O Roncas chega sempre à consulta antecedido da mulher. A Roncas.
A Roncas é vesga, deve ter menos cinco anos do que o Roncas, ou seja, dezasseis lustros e, ao fim de quase quinze anos de intimidade mensal, a Roncas já manda naquilo tudo. Vem sempre de saca, invade-me o consultório sem bater, ignora o doente que está a consultar-me (o que indigna sempre o visado) e dispara, sem uma pausa:
"- Ele vem a morrer, está muito mal, está a morrer, já nem respira, ande lá, mande este embora que não tem nada, eu vou já buscá-lo, está mesmo a morrer, olhe, trouxe-lhe isto para beber à noite, pegue lá, mas depois devolva-me a saca!"

Traz-me sempre conhaque, tem filhos emigrados.

Vou sempre espreitar o Roncas, antes de a expulsar do consultório e de berrar com ela.
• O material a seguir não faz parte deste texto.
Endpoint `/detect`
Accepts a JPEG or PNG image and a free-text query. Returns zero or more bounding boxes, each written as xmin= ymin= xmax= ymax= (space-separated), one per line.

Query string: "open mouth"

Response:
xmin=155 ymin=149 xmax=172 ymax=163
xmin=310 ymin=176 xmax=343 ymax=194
O Roncas, hoje, vinha como de costume: mal, arfante, confuso, protestante, às caralhadas. Um verdadeiro adepto do Glasgow Rangers com dispneia em hospital católico.

Quando o chamei, dez minutos depois, demorou dez segundos a entrar. Veio pelo pé dele, aparentando vida e, quando lhe disse "sente-se, senhor Roncas", disse logo "sente-se você, que ao pé desta puta não me sento eu".

Fiquei calado, a rabiscar uma data no processo. A de hoje. E ele prosseguiu. De pé.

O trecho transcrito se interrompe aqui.